(J.D. Davidson, The Center Square) The U.S. Environmental Protection Agency ordered states with approved and available toxic waste facilities to accept materials transported from the train derailment in East Palestine, Ohio.
The move, announced by EPA director Michael Regan at a news conference Friday morning, comes after governors in Oklahoma, Michigan and other states have recently turned away shipments.
The EPA also ordered Norfolk Southern to move faster to get the toxic waste out of the area.
“We believe Norfolk Southern could be moving faster to remove contaminated soil from East Palestine. We are also concerned that other states are prohibiting waste from being disposed of in their states,” Regan said. “The people of East Palestine are being hurt, and the EPA will not stand for it.”
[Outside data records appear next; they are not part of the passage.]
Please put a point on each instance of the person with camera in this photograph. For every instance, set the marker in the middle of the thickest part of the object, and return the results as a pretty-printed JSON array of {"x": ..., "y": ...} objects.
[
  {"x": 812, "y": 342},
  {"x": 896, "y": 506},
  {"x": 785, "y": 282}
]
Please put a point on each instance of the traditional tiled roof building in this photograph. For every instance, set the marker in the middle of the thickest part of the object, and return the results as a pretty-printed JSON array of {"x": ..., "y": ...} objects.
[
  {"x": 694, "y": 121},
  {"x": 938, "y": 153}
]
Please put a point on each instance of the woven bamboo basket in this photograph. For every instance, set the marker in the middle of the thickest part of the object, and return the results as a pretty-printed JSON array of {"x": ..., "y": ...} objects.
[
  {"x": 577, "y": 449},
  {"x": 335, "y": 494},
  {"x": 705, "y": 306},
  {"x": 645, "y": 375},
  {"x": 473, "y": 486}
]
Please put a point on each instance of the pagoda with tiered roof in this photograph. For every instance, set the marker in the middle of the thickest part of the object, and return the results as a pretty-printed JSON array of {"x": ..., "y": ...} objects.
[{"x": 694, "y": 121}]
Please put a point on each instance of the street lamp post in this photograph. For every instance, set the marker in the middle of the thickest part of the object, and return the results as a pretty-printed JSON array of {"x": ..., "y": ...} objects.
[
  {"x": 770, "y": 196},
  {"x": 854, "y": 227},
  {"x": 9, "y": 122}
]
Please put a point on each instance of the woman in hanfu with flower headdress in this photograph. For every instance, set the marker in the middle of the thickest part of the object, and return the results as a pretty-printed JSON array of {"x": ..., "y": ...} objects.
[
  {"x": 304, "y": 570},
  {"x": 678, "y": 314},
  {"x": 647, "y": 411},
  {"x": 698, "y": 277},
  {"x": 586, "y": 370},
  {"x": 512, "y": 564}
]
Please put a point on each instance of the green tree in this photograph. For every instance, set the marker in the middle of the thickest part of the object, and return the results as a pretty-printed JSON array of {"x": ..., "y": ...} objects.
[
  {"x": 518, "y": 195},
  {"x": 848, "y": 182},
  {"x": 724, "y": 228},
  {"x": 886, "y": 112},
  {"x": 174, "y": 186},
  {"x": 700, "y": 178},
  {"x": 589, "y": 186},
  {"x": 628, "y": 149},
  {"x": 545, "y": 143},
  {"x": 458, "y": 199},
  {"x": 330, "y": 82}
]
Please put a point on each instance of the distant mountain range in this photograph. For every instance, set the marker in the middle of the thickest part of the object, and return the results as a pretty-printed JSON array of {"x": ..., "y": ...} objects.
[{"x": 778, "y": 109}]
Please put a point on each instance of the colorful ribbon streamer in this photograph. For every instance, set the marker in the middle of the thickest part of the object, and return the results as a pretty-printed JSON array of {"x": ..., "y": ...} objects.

It also comes two days after Sen. J.D. Vance, R-Ohio, called on the Biden administration to do more to remove waste from the small village on the Ohio–Pennsylvania border that continues to struggle from a Norfolk Southern train derailment that released toxic chemicals into the air, water and ground.
“Why is this toxic amount of dirt still here in the first place, thousands and thousands of pounds of it? The reason is because the Biden administration and the EPA is making it harder to get this stuff into licensed facilities where it can be properly disposed of,” Vance said in a news release. “You have to get this stuff out of East Palestine and get it in properly licenses facilities or its going to continue to poison this community.”
The two new EPA orders requires Norfolk Southern to speed up the removal process and requires contractors to take legal action against EPA-licensed disposal facilities that refuse to honor their contracts.
Every state has been notified that states cannot stop shipments of out-of-state waste from East Palestine, Regan said.
“Any interference with the movement of hazardous waste materials raises concerns under the Commerce Clause of the Constitution,” Regan said. “There is nothing special or out-of-the-ordinary about this waste other than the fact that it comes from a town that suffered deeply from trauma. All states that have appropriate and available facilities must provide access to those sites.”
Indiana Gov. Eric Holcomb had the waste heading to an Indiana facility independently tested. Those tests showed the waste was clear for disposal in Indiana.
Regan said he expects the cleanup to finished within three months, depending on weather and other factors. As of Thursday, he said about half of the toxic waste has been removed.